On Sunday, March 18, Elaine Herzberg died after being hit by Uber’s self-driving car on the road in Tempe, Arizona. Out for a test-run, the video of the collisions suggests that there was a failure of the self-driving technology as well as the in-car driver meant to supervise the testing of the test drive. Uber has removed its self-driving cars from the road while cooperating with investigations, and discussions of the quickly advancing future of driverless vehicles have once again been stirred up in the press.

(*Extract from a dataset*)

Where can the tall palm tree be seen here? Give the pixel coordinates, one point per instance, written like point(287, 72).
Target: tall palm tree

Recently, Mercedes-Benz stepped into the spotlight after making a bold statement concerning the design of their self-driving cars. The development of autonomous cars has presented a plethora of moral conundrums, one of which is the most ethical way to program cars to respond to emergencies. The dilemma, as presented in a previous article, is one of trying to determine the value of and prioritize human life. Mercedes has declared that they will “program its self-driving cars to save the people inside the car. Every time.” This declaration sheds light on a new issue: is it ethical for car companies to create technology that widens the gap between socioeconomic classes and threatens current societal values?

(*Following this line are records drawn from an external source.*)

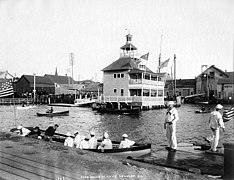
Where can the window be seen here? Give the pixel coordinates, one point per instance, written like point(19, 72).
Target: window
point(122, 92)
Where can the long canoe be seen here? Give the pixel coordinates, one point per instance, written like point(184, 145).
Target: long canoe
point(136, 150)
point(55, 113)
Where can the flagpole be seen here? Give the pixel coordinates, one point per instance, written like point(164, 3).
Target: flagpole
point(159, 58)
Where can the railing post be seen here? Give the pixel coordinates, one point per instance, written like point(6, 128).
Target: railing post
point(228, 160)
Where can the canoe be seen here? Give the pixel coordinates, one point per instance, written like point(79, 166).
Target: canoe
point(25, 107)
point(200, 111)
point(55, 113)
point(136, 150)
point(119, 111)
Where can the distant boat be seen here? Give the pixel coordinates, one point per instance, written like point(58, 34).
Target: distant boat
point(119, 111)
point(55, 113)
point(25, 107)
point(77, 103)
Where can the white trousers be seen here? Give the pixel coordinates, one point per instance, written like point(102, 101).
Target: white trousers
point(171, 135)
point(215, 139)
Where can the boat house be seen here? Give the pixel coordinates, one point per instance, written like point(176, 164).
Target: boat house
point(127, 81)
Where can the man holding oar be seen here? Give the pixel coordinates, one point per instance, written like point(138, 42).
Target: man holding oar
point(170, 126)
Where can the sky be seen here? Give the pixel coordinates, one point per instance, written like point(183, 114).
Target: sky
point(37, 36)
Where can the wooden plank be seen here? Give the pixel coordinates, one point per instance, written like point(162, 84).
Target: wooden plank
point(202, 162)
point(37, 166)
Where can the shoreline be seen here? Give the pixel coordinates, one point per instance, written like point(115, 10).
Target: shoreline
point(40, 158)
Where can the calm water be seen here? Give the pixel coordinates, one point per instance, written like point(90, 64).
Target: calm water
point(148, 127)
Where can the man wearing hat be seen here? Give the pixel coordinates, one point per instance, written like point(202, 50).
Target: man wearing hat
point(69, 140)
point(215, 123)
point(92, 141)
point(170, 126)
point(126, 143)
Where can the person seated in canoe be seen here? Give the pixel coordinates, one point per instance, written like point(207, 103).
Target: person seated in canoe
point(84, 144)
point(50, 110)
point(92, 141)
point(126, 143)
point(106, 143)
point(23, 131)
point(77, 139)
point(49, 133)
point(35, 133)
point(69, 141)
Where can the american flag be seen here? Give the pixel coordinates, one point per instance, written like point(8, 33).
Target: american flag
point(6, 89)
point(228, 114)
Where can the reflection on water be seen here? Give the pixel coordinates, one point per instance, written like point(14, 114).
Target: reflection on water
point(148, 127)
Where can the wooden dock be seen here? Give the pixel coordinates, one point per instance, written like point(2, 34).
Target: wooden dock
point(188, 158)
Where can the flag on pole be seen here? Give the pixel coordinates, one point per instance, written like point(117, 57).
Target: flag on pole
point(145, 56)
point(6, 89)
point(164, 64)
point(228, 114)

We’re constantly looking towards the future of technology and gaining excitement for every new innovation that makes our lives easier in some way. Our phones, laptops, tablets, and now even our cars are becoming increasingly smarter. Most new cars on the market today are equipped with GPS navigation, cruise control, and even with some intelligent parallel parking programs. Now, self-driving cars have made their way to the forefront of the automotive revolution.